How to read rocksdb state when using flink sql to join 2 source

73 views Asked by At

I have my sql defined as

CREATE TABLE IF NOT EXISTS TABLE_1 (
    headers     VARCHAR NOT NULL,
    id          VARCHAR NOT NULL,
    `timestamp` TIMESTAMP_LTZ(3) NULL,
    type        VARCHAR NOT NULL,
    contentJson VARCHAR NOT NULL
) WITH (
    'connector' = 'kafka',
    'topic-pattern' = 'table_1__.+?',
    'properties.bootstrap.servers' = 'localhost:29092',
    'properties.group.id' = 'table_1__raw_step1_local_1',
    'scan.startup.mode' = 'earliest-offset',
    'format' = 'json',
    'json.timestamp-format.standard' = 'ISO-8601',
    'scan.topic-partition-discovery.interval'= '60000',
    'json.fail-on-missing-field' = 'false',
    'json.ignore-parse-errors' = 'true'
);


CREATE TABLE IF NOT EXISTS TABLE_2 (
    headers     VARCHAR NOT NULL,
    id          VARCHAR NOT NULL,
    `timestamp` TIMESTAMP_LTZ(3) NULL,
    type        VARCHAR NOT NULL,
    contentJson VARCHAR NOT NULL
) WITH (
'connector' = 'kafka',
'topic-pattern' = 'table_2__.+?',
'properties.bootstrap.servers' = 'localhost:29092',
'properties.group.id' = 'table_2__raw_step1_local_1',
'scan.startup.mode' = 'earliest-offset',
'format' = 'json',
'json.timestamp-format.standard' = 'ISO-8601',
'scan.topic-partition-discovery.interval'= '60000',
'json.fail-on-missing-field' = 'false',
'json.ignore-parse-errors' = 'true'
);

INSERT INTO FINAL_TABLE
select t1.headers, t2.contentJson
FROM TABLE_1 t1 left join TABLE_2 t2 on (t1.id = t2.id)

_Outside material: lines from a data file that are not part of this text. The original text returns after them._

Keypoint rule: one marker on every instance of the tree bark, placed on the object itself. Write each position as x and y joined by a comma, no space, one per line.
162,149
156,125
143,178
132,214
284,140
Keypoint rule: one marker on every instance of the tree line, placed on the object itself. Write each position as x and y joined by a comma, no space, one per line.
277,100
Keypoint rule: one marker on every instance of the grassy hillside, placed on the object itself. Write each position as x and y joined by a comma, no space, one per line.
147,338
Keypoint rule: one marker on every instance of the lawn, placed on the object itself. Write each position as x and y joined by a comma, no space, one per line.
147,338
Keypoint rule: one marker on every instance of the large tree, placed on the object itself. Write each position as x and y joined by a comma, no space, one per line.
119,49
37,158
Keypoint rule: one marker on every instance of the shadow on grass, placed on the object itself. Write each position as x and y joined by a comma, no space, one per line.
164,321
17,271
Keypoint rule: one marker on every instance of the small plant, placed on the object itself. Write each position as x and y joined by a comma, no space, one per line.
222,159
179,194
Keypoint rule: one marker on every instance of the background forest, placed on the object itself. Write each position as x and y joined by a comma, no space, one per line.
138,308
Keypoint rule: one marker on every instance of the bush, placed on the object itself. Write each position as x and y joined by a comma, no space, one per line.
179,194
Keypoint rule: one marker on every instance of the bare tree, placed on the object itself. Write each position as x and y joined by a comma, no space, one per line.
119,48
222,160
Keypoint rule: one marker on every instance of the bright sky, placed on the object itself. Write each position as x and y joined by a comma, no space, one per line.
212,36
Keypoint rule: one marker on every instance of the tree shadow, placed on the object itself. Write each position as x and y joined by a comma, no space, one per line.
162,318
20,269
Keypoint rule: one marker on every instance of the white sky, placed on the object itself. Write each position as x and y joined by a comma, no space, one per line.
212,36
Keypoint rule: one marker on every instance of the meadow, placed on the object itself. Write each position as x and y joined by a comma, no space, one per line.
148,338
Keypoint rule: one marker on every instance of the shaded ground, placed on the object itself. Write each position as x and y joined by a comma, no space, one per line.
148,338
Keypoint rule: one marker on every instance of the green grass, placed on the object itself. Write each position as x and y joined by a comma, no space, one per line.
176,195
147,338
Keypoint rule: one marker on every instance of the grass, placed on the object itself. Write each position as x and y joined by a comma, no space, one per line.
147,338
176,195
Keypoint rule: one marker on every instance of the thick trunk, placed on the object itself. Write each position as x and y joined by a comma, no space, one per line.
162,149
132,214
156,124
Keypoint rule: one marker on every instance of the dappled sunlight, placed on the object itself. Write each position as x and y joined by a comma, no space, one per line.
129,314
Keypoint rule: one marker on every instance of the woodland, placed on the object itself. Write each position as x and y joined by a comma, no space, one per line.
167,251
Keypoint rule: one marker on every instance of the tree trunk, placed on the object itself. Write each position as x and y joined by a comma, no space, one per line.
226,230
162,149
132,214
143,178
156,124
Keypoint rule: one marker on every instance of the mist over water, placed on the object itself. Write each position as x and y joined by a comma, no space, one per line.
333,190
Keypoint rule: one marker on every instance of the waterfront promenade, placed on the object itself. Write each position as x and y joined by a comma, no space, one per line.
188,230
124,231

Here TABLE_1 t1 left join TABLE_2 t2 on (t1.id = t2.id) join is stored in state. I use streamExecutionEnvironment.setStateBackend(new EmbeddedRocksDBStateBackend(true)); . I can see checkpoint collecting data. I have pointed the checkpoint to /tmp folder. I see _metadata and shared folder related to this jon

I want to query the state produced by this join, is there an example for this ?

1

There are 1 answers

0
David Anderson On

There isn't any tooling for doing that in a reasonable way.

If you dig through the source code for the SQL join operator, you can find the names and serializers used by the relevant state objects. And with that information you might be able to use the state processor API to read this state from a savepoint.

I can't guarantee this will work; I'm not aware that anyone has tried this with the state from SQL operators.